Multiple SOTAs! OV-Uni3DETR: Improving the generalizability of 3D detection across categories, scenes and modalities (Tsinghua & HKU)-AI-php.cn

This paper discusses the field of 3D target detection, especially 3D target detection for Open-Vocabulary. In traditional 3D object detection tasks, systems need to predict the localization of 3D bounding boxes and semantic category labels for objects in real scenes, which usually relies on point clouds or RGB images. Although 2D object detection technology performs well due to its ubiquity and speed, relevant research shows that the development of 3D universal detection lags behind in comparison. Currently, most 3D object detection methods still rely on fully supervised learning and are limited by fully annotated data under specific input modes, and can only recognize categories that emerge during training, whether in indoor or outdoor scenes.

This paper points out that the challenges facing 3D universal object detection mainly include: existing 3D detectors can only work with closed vocabulary aggregation, and therefore can only detect categories that have already been seen. Open-Vocabulary's 3D object detection is urgently needed to identify and locate new class object instances not acquired during training. Existing 3D detection datasets are limited in size and category compared to 2D datasets, which limits the generalization ability in locating new objects. In addition, the lack of pre-trained image-text models in the 3D domain further exacerbates the challenges of Open-Vocabulary 3D detection.
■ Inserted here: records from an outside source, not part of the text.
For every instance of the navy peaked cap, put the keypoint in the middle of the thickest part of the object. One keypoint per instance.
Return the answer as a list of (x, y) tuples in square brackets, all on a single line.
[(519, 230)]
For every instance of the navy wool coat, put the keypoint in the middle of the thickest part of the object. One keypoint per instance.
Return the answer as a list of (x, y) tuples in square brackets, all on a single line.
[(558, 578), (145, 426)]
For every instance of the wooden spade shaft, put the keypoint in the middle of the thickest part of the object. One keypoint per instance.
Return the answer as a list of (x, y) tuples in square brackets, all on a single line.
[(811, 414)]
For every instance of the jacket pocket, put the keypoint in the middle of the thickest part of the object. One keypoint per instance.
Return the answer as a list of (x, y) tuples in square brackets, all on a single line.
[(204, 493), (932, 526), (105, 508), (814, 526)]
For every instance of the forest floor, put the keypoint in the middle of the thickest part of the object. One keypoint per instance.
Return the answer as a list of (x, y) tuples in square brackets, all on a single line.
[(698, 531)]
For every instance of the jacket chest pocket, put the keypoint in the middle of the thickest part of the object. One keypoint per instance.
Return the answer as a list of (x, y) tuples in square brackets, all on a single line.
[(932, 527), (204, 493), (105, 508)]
At the same time, there is a lack of a unified architecture for multi-modal 3D detection, and existing 3D detectors are mostly designed for specific input modalities (point clouds, RGB images, or both), which hinders the effective utilization of data from different modalities. and scene (indoor or outdoor), thus limiting the generalization ability to new targets.

In order to solve the above problems, the paper proposes a unified multi-modal 3D detector called OV-Uni3DETR. The detector is able to utilize multi-modal and multi-source data during training, including point clouds, point clouds with accurate 3D box annotations and point cloud-aligned 3D detection images, and 2D detection images containing only 2D box annotations. Through this multi-modal learning method, OV-Uni3DETR is able to process data of any modality during inference, achieve modal switching during testing, and perform well in detecting basic categories and new categories. The unified structure further enables OV-Uni3DETR to detect in indoor and outdoor scenes, with Open-Vocabulary capabilities, thereby significantly improving the universality of the 3D detector across categories, scenes and modalities.

In addition, aiming at the problem of how to generalize the detector to recognize new categories, and how to learn from a large number of 2D detection images without 3D box annotations, the paper proposes a method called periodic mode propagation approach - With this approach, knowledge is spread between 2D and 3D modalities to address both challenges. In this way, the rich semantic knowledge of the 2D detector can be propagated to the 3D domain to assist in discovering new boxes, and the geometric knowledge of the 3D detector can be used to localize objects in the 2D detection image and match the classification labels through matching .

The main contributions of the paper include proposing a unified Open-Vocabulary 3D detector OV-Uni3DETR that can detect any category of targets in different modalities and diverse scenes; proposing a unified Open-Vocabulary 3D detector for indoor and outdoor scenes. A multi-modal architecture; and the concept of a knowledge propagation cycle between 2D and 3D modalities is proposed. With these innovations, OV-Uni3DETR achieves state-of-the-art performance on multiple 3D detection tasks and significantly outperforms previous methods in the Open-Vocabulary setting. These results show that OV-Uni3DETR has taken an important step for the future development of 3D basic models.

多个SOTA ！OV-Uni3DETR：提高3D检测在类别、场景和模态之间的普遍性（清华&港大）

Detailed explanation of OV-Uni3DETR method

Multi-Modal Learning

多个SOTA ！OV-Uni3DETR：提高3D检测在类别、场景和模态之间的普遍性（清华&港大）

This article introduces a multi-modal learning framework specifically for 3D object detection tasks, which enhances detection performance by integrating cloud data and image data. This framework can handle certain sensor modalities that may be missing during inference, that is, it also has the ability to switch modes during testing. Features from two different modalities, including 3D point cloud features and 2D image features, are extracted and integrated through a specific network structure. After elemental processing and camera parameter mapping, these features are fused for subsequent target detection tasks.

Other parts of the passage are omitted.